Días después del desastre del Miño, con la prensa a la caza de respuestas, el capitán Marshall, responsable de la maquinaria del Minden, parecía concentrar todas las papeletas para convertirse de golpe en el principal objetivo de la rabia y de la frustración nacional. Durante semanas, en una especie de retiro teatralizado por las crónicas, que le atribuían una actitud excesivamente autosuficiente y chulesca, el navegante se dedicó a contestar a las preguntas de las autoridades españolas, convencido de que él no tenía nada que ver con la maniobra que tumbó al Miño sobre el mar. A pesar de las contradicciones de su testimonio, que hablaban de una neblina que los datos se negaban a corroborar, pronto se demostró que llevaba razón: el vapor no se había estrellado por su culpa, sino por la escasa visibilidad, y una posible dirección en falso del patrón de la embarcación más pequeña, que reaccionó de manera contraria a la que exigía el cruce entre dos máquinas y que, además, contaba con pocas horas de experiencia.

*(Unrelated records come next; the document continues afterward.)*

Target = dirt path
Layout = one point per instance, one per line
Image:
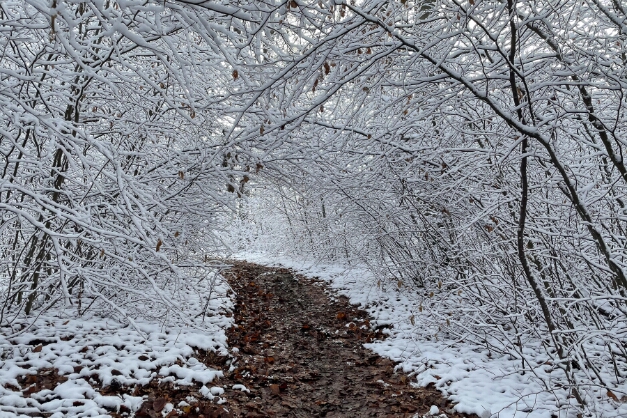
(301, 354)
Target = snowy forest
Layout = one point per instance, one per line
(463, 157)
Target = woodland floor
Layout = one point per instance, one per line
(301, 354)
(297, 352)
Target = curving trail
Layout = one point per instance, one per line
(301, 354)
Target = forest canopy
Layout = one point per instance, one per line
(471, 150)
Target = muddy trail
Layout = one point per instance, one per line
(300, 354)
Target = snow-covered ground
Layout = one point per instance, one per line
(92, 352)
(476, 380)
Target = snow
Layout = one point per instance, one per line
(92, 351)
(476, 380)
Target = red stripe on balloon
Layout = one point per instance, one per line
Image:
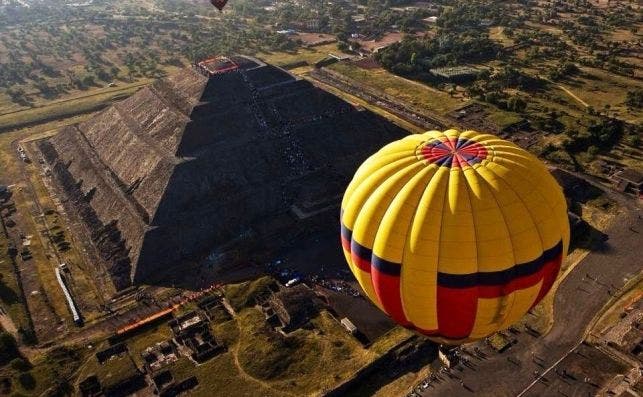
(387, 289)
(361, 263)
(496, 291)
(549, 274)
(457, 309)
(346, 244)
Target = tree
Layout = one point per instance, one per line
(20, 364)
(516, 104)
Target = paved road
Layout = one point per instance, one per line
(578, 300)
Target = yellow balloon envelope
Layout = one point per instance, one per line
(454, 234)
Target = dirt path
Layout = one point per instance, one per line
(7, 324)
(568, 92)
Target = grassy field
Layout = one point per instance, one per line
(62, 109)
(311, 55)
(409, 91)
(11, 299)
(50, 295)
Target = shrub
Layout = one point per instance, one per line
(27, 381)
(20, 364)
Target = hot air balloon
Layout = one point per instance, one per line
(454, 234)
(219, 4)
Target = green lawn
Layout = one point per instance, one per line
(417, 94)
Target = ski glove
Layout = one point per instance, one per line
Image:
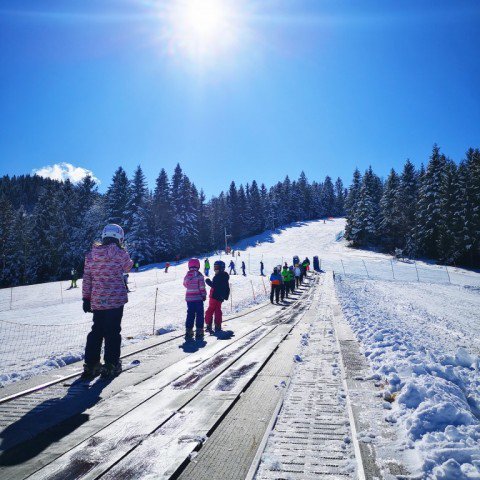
(87, 306)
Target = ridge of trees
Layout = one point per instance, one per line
(433, 212)
(47, 227)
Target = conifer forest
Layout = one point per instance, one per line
(46, 226)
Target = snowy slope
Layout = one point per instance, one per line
(419, 332)
(423, 343)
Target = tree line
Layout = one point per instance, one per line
(433, 212)
(46, 226)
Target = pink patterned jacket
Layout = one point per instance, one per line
(195, 285)
(103, 277)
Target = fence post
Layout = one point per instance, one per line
(253, 291)
(365, 268)
(155, 311)
(446, 269)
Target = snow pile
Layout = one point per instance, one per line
(427, 361)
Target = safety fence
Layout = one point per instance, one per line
(407, 271)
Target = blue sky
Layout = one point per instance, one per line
(320, 86)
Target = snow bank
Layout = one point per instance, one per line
(426, 358)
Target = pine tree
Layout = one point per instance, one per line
(7, 219)
(305, 201)
(118, 197)
(351, 204)
(407, 203)
(467, 212)
(391, 220)
(339, 198)
(256, 214)
(232, 222)
(365, 230)
(242, 212)
(139, 237)
(203, 224)
(20, 248)
(328, 197)
(162, 218)
(448, 227)
(429, 209)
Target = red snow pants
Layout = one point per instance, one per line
(214, 307)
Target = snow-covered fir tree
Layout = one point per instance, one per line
(391, 217)
(118, 197)
(429, 207)
(162, 218)
(351, 204)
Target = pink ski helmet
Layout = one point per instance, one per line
(194, 263)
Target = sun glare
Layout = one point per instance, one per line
(202, 29)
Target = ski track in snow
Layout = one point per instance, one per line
(421, 339)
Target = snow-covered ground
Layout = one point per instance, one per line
(423, 344)
(418, 325)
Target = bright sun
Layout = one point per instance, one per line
(202, 29)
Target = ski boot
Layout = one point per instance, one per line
(91, 371)
(111, 370)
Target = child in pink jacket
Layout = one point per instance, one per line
(104, 293)
(195, 295)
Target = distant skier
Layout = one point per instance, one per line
(195, 295)
(125, 281)
(292, 278)
(304, 267)
(74, 278)
(207, 267)
(105, 295)
(298, 275)
(287, 277)
(219, 291)
(275, 285)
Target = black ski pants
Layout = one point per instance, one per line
(275, 291)
(106, 326)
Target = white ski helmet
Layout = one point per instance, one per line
(113, 231)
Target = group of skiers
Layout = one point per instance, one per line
(284, 281)
(104, 293)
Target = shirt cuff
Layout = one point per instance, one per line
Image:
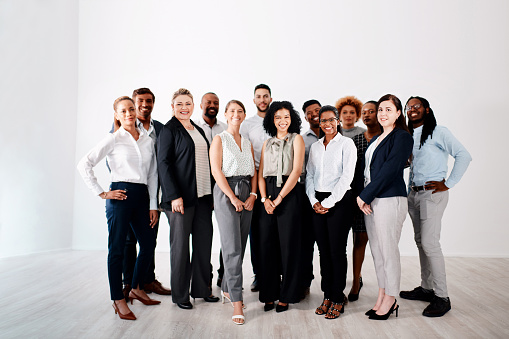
(329, 202)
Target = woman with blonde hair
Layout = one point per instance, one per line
(186, 183)
(232, 163)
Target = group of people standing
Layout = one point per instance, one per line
(263, 179)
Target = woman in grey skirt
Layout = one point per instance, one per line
(232, 165)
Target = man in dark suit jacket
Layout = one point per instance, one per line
(144, 101)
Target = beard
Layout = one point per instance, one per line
(262, 110)
(211, 113)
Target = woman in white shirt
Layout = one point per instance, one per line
(232, 165)
(131, 158)
(330, 171)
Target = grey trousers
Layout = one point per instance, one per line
(233, 229)
(426, 211)
(196, 221)
(384, 231)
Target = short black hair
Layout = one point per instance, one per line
(143, 90)
(329, 108)
(264, 87)
(268, 121)
(309, 103)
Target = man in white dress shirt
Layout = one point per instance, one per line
(212, 127)
(144, 101)
(252, 129)
(208, 120)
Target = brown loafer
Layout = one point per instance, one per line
(156, 287)
(125, 291)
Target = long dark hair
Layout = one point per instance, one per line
(268, 121)
(400, 122)
(430, 122)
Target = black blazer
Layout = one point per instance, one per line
(176, 163)
(387, 164)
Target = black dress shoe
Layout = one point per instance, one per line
(211, 299)
(268, 307)
(370, 312)
(386, 316)
(418, 293)
(355, 296)
(254, 285)
(281, 308)
(185, 306)
(438, 307)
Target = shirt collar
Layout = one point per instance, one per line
(335, 139)
(310, 132)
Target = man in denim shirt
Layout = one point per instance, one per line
(428, 197)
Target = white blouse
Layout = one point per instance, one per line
(201, 156)
(236, 161)
(129, 160)
(330, 169)
(368, 156)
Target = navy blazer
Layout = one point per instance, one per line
(387, 164)
(176, 163)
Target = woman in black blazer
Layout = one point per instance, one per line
(384, 201)
(186, 183)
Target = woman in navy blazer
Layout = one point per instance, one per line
(186, 183)
(384, 201)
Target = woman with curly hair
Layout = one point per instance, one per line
(281, 163)
(349, 109)
(330, 171)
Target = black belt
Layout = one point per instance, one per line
(418, 188)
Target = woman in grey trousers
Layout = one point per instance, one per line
(232, 165)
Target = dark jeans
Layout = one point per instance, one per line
(122, 215)
(130, 253)
(331, 231)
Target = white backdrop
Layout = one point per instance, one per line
(454, 53)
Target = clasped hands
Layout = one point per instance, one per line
(270, 205)
(121, 195)
(247, 205)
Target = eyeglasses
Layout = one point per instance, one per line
(331, 120)
(416, 107)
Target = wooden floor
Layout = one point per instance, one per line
(65, 295)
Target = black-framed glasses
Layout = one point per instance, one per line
(416, 107)
(331, 120)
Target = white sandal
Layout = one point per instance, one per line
(223, 297)
(238, 316)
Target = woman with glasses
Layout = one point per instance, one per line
(330, 171)
(280, 235)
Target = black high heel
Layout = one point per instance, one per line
(386, 316)
(355, 296)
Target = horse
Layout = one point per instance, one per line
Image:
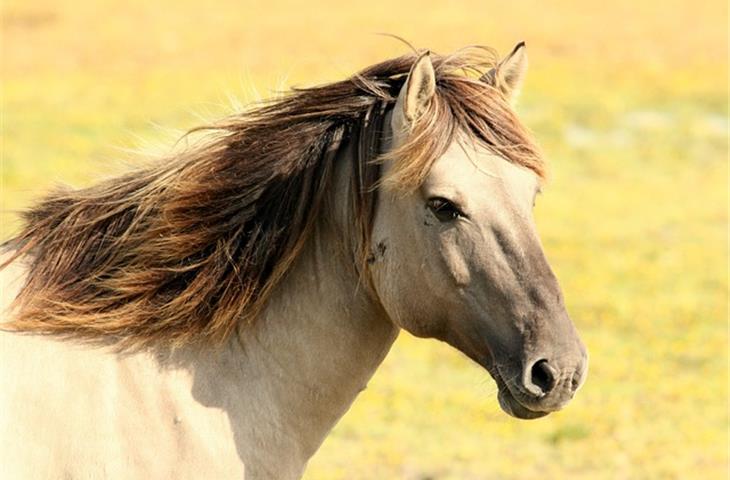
(215, 313)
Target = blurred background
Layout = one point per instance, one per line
(630, 103)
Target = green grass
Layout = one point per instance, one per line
(630, 104)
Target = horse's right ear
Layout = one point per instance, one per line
(416, 92)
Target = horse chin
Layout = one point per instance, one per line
(514, 408)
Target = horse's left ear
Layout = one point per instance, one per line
(416, 92)
(509, 73)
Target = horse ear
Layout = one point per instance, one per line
(509, 73)
(415, 94)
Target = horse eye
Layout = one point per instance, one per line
(443, 209)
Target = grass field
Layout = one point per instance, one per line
(630, 102)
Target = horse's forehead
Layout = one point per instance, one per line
(466, 167)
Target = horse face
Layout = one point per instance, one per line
(460, 260)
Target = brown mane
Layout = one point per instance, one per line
(186, 249)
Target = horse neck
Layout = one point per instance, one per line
(315, 345)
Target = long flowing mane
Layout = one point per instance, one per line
(185, 250)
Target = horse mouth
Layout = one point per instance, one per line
(512, 407)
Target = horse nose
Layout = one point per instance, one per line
(540, 378)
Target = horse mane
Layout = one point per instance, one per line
(184, 250)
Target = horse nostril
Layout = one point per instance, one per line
(542, 377)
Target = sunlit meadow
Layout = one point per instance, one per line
(629, 100)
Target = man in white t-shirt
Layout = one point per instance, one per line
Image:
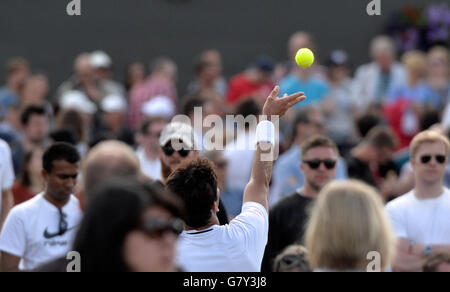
(206, 246)
(43, 228)
(421, 217)
(6, 181)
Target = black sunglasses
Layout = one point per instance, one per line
(315, 163)
(168, 150)
(62, 226)
(156, 227)
(427, 158)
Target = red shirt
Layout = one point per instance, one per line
(240, 87)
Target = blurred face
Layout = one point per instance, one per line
(438, 64)
(37, 128)
(211, 72)
(114, 119)
(150, 140)
(384, 59)
(61, 180)
(19, 75)
(151, 251)
(384, 155)
(221, 169)
(136, 73)
(174, 159)
(318, 175)
(430, 162)
(35, 90)
(35, 165)
(84, 70)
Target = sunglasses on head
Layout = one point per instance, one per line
(427, 158)
(168, 150)
(156, 227)
(315, 163)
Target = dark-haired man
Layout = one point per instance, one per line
(205, 246)
(35, 123)
(289, 216)
(43, 228)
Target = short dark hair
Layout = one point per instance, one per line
(116, 209)
(433, 262)
(30, 111)
(381, 137)
(59, 151)
(195, 182)
(318, 141)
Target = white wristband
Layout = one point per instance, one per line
(265, 132)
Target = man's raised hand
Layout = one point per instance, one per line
(275, 106)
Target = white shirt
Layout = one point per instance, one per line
(237, 247)
(239, 155)
(6, 169)
(30, 228)
(151, 168)
(424, 222)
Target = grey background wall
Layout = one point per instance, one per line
(130, 30)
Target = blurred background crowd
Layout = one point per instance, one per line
(371, 111)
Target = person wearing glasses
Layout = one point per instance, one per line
(186, 148)
(421, 217)
(288, 217)
(140, 237)
(207, 246)
(148, 149)
(43, 228)
(364, 160)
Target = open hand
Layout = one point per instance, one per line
(275, 106)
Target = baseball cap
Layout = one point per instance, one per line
(113, 103)
(159, 106)
(177, 131)
(100, 59)
(77, 100)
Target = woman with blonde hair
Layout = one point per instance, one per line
(347, 225)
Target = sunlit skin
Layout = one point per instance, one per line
(318, 178)
(60, 182)
(431, 172)
(146, 254)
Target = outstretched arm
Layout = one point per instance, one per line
(257, 189)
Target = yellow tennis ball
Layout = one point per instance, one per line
(304, 57)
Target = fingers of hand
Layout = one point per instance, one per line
(297, 100)
(275, 91)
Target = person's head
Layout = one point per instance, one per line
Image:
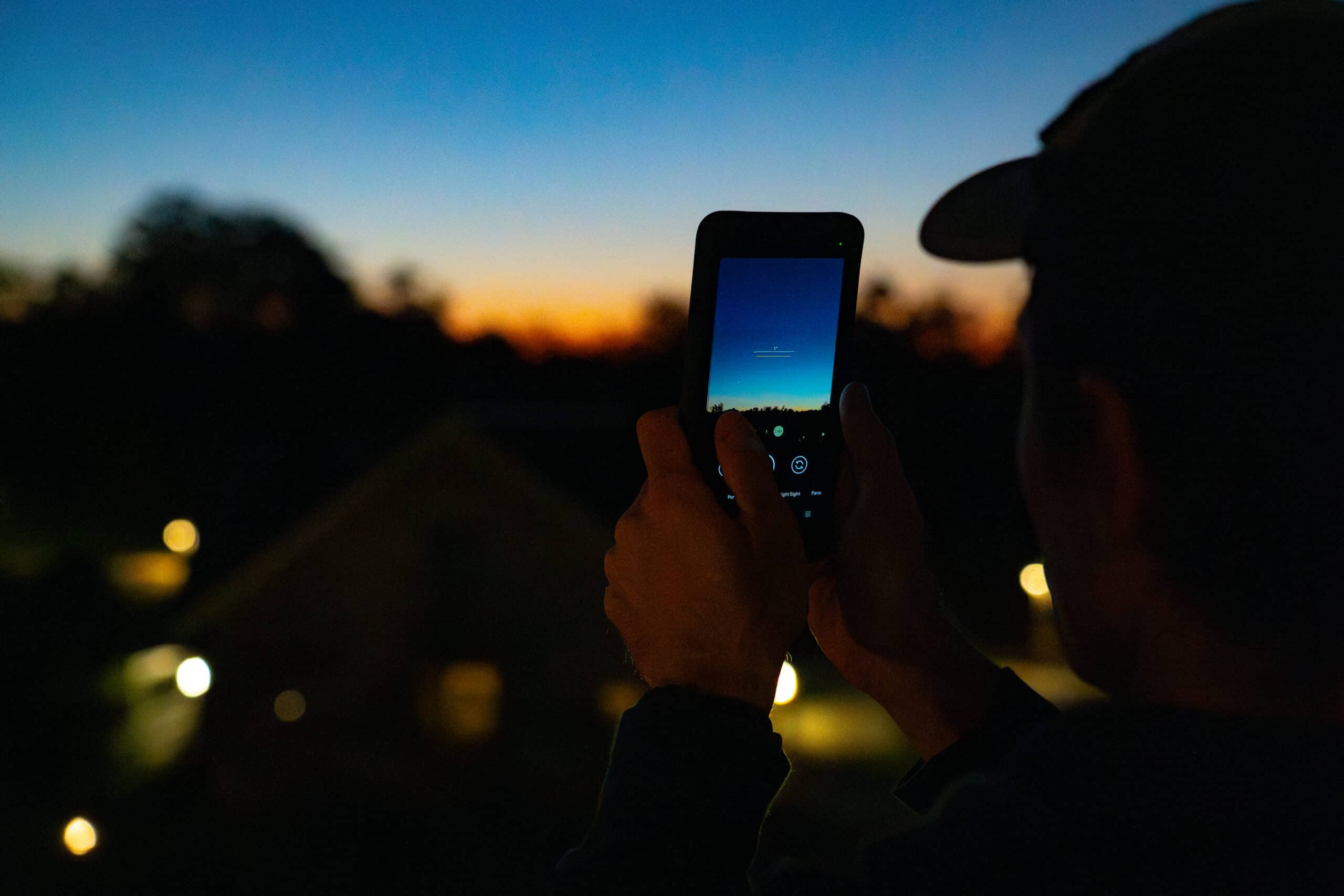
(1182, 440)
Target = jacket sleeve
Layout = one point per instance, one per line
(1014, 711)
(687, 787)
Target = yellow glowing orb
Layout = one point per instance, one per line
(1033, 581)
(194, 676)
(182, 537)
(291, 705)
(80, 836)
(786, 688)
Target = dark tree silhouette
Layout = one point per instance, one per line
(209, 267)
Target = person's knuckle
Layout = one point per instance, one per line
(612, 605)
(651, 422)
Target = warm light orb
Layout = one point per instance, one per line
(788, 686)
(291, 705)
(182, 536)
(194, 676)
(80, 836)
(1033, 581)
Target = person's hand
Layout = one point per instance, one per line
(875, 609)
(704, 599)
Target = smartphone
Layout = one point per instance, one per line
(771, 335)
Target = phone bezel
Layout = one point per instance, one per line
(742, 234)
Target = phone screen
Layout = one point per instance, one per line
(773, 355)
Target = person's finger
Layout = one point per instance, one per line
(823, 608)
(847, 489)
(663, 444)
(872, 448)
(747, 469)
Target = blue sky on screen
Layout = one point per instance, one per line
(537, 157)
(774, 331)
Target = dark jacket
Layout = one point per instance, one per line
(1108, 798)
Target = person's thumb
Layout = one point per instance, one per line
(873, 450)
(749, 472)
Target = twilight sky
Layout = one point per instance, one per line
(546, 163)
(774, 332)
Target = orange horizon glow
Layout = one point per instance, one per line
(592, 319)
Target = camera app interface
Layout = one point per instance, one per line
(773, 359)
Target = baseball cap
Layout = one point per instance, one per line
(1196, 121)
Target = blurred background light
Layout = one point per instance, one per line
(786, 688)
(148, 575)
(182, 536)
(194, 676)
(291, 705)
(469, 696)
(843, 727)
(1033, 581)
(615, 698)
(151, 667)
(80, 836)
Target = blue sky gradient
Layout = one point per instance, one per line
(774, 332)
(536, 159)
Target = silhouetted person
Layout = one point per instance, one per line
(1180, 452)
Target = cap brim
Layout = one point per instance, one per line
(983, 218)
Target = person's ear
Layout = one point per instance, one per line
(1121, 484)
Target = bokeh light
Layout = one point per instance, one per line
(291, 705)
(615, 698)
(469, 698)
(80, 836)
(145, 669)
(194, 676)
(786, 688)
(1033, 581)
(181, 536)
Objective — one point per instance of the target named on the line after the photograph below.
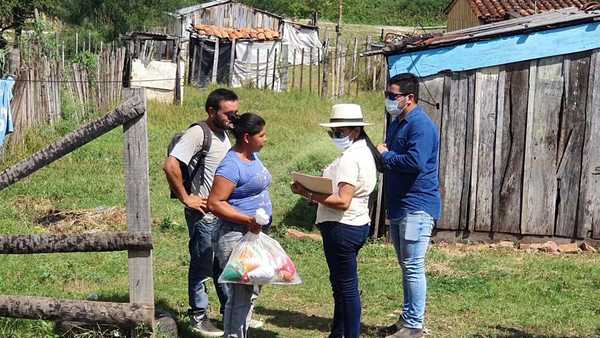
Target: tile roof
(497, 10)
(398, 43)
(256, 34)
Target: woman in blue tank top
(240, 188)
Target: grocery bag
(258, 260)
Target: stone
(568, 248)
(550, 247)
(303, 235)
(585, 246)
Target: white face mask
(393, 107)
(342, 143)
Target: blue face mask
(342, 143)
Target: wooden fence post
(325, 83)
(318, 88)
(301, 68)
(284, 67)
(354, 69)
(342, 75)
(257, 68)
(266, 86)
(274, 69)
(177, 98)
(231, 62)
(310, 71)
(141, 283)
(293, 69)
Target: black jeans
(341, 243)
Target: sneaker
(407, 332)
(202, 325)
(256, 324)
(390, 329)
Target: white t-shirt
(191, 142)
(355, 166)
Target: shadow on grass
(302, 215)
(302, 321)
(511, 332)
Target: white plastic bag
(258, 260)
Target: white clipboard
(318, 184)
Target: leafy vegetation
(374, 12)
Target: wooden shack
(519, 122)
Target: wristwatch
(310, 196)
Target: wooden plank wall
(236, 15)
(517, 147)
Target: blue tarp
(497, 51)
(6, 124)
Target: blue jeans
(240, 297)
(341, 243)
(411, 236)
(202, 263)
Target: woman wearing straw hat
(343, 216)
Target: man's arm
(175, 178)
(420, 145)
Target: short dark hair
(247, 123)
(217, 96)
(409, 84)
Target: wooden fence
(43, 80)
(137, 241)
(519, 147)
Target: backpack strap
(197, 161)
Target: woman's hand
(252, 226)
(298, 188)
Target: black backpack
(193, 173)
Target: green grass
(471, 294)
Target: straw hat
(345, 115)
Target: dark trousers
(341, 243)
(202, 263)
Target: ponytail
(247, 123)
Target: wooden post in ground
(374, 74)
(192, 52)
(301, 68)
(231, 62)
(354, 69)
(284, 67)
(274, 69)
(310, 71)
(293, 69)
(318, 88)
(141, 283)
(177, 98)
(266, 86)
(342, 77)
(257, 68)
(368, 58)
(325, 83)
(215, 62)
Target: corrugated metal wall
(461, 16)
(519, 146)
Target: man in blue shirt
(410, 156)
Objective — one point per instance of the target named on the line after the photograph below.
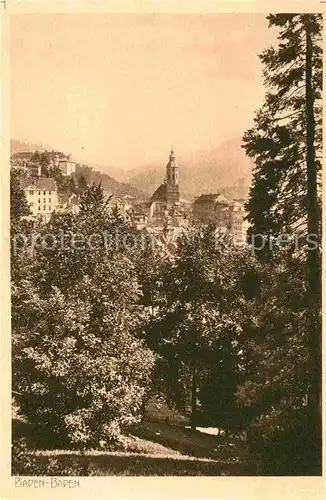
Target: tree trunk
(193, 396)
(313, 258)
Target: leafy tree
(79, 364)
(193, 328)
(20, 229)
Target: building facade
(41, 195)
(227, 215)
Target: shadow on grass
(230, 451)
(115, 465)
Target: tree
(193, 328)
(286, 144)
(20, 229)
(287, 130)
(82, 184)
(79, 366)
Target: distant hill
(225, 169)
(109, 184)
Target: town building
(66, 165)
(41, 195)
(226, 214)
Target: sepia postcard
(161, 249)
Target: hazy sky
(120, 89)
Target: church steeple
(172, 175)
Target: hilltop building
(42, 196)
(228, 215)
(66, 166)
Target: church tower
(172, 179)
(172, 174)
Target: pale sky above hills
(120, 89)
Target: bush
(291, 450)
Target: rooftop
(41, 183)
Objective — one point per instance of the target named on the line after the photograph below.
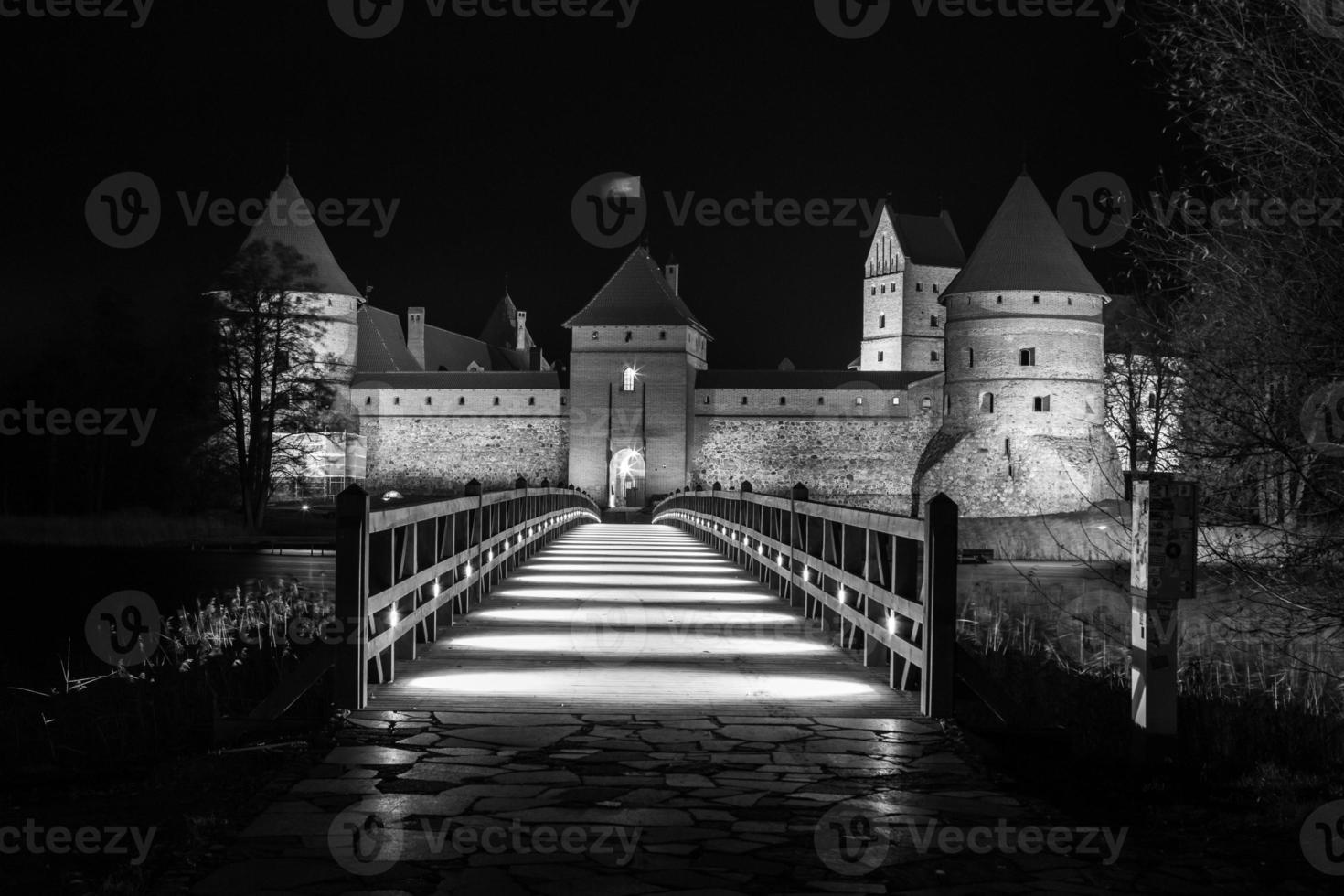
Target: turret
(1024, 394)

Javier Noriega, de la empresa arqueológica Nerea, explica que este tipo de accidentes eran habituales en la época, fruto, sobre todo, de las diferencias de potencia que empezaban a darse entre las nuevas máquinas y las que se valían de un mecanismo mixto de velas y carbón. De acuerdo con la mayoría de los investigadores, el Titanic malagueño se encuentra sepultado en la costa gaditana, a una escala superficial y protegida. Hasta hace muy poco los buzos conocían la embarcación con el nombre de San Andrés, debido a los lingotes de plomo de la fábrica anónima encontrados en su interior. En el cadáver de la nave, del que otros investigadores dudan que se corrrespondan con el Miño, especialmente por su cercania con la orilla, también fueron localizadas una partida de botellas de tónica que se exhiben desde hace años en el museo de Gibraltar.